= Paulo de Azevedo =

Portuguese businessman (born 1965)

Duarte Paulo Teixeira de Azevedo (Porto, 31 December 1965) is since 2000 chairman of Sonaecom, son and successor of the founder of the business empire Sonae, Belmiro de Azevedo, former chairman of the Board of Directors of the company. Paulo de Azevedo in 2007 assumed the leadership of the Sonae Group, succeeding his father.

==Early life and education==
De Azevedo completed his secondary education at Malvern College in England and later a degree in chemical engineering, like his father, at the Ecole Polytechnique Federale de Lausanne, in Lausanne, Switzerland. He later received a Master's degree in management and administration at the University of Porto and postgraduate training programs for executives.

==Career==
In 2000, de Azevedo founded Portugal's third mobile operator, Optimus, starting to manage his own projects.

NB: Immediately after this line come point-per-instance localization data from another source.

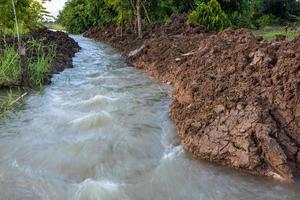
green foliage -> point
(29, 12)
(10, 100)
(10, 73)
(268, 20)
(79, 15)
(9, 66)
(276, 11)
(209, 15)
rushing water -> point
(102, 131)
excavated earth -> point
(236, 97)
(64, 47)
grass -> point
(9, 67)
(8, 101)
(271, 33)
(10, 73)
(38, 66)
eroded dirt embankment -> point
(236, 97)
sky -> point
(54, 6)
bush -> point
(209, 15)
(268, 20)
(9, 67)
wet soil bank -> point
(236, 97)
(64, 47)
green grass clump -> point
(9, 67)
(273, 32)
(8, 101)
(38, 65)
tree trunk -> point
(139, 18)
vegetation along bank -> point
(236, 96)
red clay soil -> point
(236, 97)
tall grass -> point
(9, 67)
(38, 64)
(8, 103)
(39, 58)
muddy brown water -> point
(102, 131)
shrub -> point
(209, 15)
(9, 66)
(268, 20)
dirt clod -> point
(236, 97)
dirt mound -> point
(236, 99)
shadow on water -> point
(102, 131)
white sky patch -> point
(54, 6)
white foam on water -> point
(98, 101)
(99, 190)
(172, 152)
(92, 121)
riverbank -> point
(54, 47)
(236, 96)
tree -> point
(30, 13)
(209, 15)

He is currently Sonaecom chief executive with functions in the parent company Sonae SGPS and non-executive director in Sonae Industria. Sonae is one of the largest business groups in Portugal, which also operates in Spain, Greece, Germany, Italy, Turkey, Brazil and Angola.

==Other activities==
- European Round Table of Industrialists (ERT), Member
- Allianz, Member of the International Advisory Board (since 2013)

==Personal life==
De Azevedo is married to Nicole Katharina Gerkrath de Azevedo and has three children.